- The U.S. Department of Energy (DOE) is considering stockpiling transformers to guard against widespread blackouts and potential threats to the nation's electric grid, E&E Publishing reports.
- The study is being conducted by DOE's Office of Electricity Delivery and Energy Reliability.
- Attacks on a relatively limited number of substations could cause widespread blackouts, according to a leaked federal report from last year. DOE is seeking to secure the grid against possible solar storms, cyber intrusions and physical damage.
The Department of Energy has been quietly studying the potential need to stockpile transformers in case damage to the nation's power grid causes widespread blackouts, according to E&E. Last year, the Federal Energy Regulatory Commission (FERC) determined that damage to nine critical substations could potentially bring large swaths of the nation's electricity system to a halt.
Possible threats include physical terrorist attacks on substations, cyber attacks capable of doing physical harm, or large solar storms capable of adding current to the grid.

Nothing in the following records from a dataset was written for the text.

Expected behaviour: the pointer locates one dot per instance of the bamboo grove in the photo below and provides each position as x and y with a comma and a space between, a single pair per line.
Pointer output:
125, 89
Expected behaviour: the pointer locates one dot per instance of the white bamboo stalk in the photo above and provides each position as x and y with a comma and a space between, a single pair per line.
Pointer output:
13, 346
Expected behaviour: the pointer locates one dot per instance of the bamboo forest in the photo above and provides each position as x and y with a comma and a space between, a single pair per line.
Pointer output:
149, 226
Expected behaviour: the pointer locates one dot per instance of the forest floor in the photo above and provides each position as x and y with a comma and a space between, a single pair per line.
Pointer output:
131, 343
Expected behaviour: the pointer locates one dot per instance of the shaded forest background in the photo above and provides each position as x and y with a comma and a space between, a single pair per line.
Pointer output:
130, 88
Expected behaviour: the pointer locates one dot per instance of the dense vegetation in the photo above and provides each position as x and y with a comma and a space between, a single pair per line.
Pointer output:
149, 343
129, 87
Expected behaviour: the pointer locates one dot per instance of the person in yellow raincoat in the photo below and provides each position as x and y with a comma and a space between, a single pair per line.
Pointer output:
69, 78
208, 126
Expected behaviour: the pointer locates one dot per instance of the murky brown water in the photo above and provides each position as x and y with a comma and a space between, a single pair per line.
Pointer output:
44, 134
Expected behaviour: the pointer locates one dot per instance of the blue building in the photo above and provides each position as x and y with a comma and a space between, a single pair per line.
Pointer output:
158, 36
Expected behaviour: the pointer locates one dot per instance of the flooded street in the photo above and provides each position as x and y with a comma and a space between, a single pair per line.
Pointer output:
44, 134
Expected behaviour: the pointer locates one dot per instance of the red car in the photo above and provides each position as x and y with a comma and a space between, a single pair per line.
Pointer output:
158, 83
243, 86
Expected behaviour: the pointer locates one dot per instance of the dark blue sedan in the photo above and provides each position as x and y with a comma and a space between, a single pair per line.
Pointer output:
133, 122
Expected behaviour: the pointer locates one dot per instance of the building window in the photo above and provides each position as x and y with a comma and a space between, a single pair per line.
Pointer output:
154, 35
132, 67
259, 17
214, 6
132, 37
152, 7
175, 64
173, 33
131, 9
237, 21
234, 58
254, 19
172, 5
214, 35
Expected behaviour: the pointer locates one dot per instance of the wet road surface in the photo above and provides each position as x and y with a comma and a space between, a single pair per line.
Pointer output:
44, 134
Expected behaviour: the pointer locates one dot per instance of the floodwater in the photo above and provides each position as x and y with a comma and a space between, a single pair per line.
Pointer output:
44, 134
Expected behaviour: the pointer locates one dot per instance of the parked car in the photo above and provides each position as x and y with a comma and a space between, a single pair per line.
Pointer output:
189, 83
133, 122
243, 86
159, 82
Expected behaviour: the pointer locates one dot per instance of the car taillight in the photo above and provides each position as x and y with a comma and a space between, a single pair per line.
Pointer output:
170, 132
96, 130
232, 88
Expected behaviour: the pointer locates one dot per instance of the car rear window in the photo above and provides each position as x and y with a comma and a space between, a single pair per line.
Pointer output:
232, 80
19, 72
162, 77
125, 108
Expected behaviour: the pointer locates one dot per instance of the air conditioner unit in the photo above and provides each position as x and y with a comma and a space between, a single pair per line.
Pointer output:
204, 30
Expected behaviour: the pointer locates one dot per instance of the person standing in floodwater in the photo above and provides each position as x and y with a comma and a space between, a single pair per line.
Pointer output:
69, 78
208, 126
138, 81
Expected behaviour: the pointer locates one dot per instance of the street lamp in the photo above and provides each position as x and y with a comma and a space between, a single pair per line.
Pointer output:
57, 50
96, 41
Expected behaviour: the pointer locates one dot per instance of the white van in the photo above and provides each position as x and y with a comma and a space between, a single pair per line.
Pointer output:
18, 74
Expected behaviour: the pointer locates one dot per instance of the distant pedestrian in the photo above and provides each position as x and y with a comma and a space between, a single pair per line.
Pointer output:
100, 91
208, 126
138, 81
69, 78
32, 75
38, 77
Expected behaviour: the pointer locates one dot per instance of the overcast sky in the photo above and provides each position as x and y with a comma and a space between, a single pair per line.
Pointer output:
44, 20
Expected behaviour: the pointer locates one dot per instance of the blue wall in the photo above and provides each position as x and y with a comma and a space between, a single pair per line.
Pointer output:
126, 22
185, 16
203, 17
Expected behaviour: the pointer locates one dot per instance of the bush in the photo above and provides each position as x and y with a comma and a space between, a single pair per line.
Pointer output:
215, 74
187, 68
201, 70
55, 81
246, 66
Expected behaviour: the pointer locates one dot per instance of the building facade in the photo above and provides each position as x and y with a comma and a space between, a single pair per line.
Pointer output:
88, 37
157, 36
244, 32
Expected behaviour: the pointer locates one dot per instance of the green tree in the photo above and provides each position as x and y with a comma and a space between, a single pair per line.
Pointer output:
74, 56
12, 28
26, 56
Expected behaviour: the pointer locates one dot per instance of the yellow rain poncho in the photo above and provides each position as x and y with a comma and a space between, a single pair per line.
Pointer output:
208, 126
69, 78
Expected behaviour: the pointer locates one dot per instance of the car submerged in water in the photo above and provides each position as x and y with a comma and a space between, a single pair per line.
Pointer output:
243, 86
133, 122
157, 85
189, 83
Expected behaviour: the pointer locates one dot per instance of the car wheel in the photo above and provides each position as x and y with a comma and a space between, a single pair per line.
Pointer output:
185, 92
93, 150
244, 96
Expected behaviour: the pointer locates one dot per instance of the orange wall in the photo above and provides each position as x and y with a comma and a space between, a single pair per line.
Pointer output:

The underlying problem is that the U.S. grid has a limited number of spare large transformers, which are increasingly they are supplied by overseas manufacturers.
A DOE report last year found "key industry sources have identified the limited availability of spare [large power transformers] as a potential issue for critical infrastructure resilience in the United States, and both the public and private sectors have been undertaking a variety of efforts to address this concern."
The DOE's Office of Electricity Delivery and Energy Reliability, the agency tackling the transformer study, last week announced up to $27 million in funding for academic collaborations that will develop and transition advanced cybersecurity technologies to the energy sector.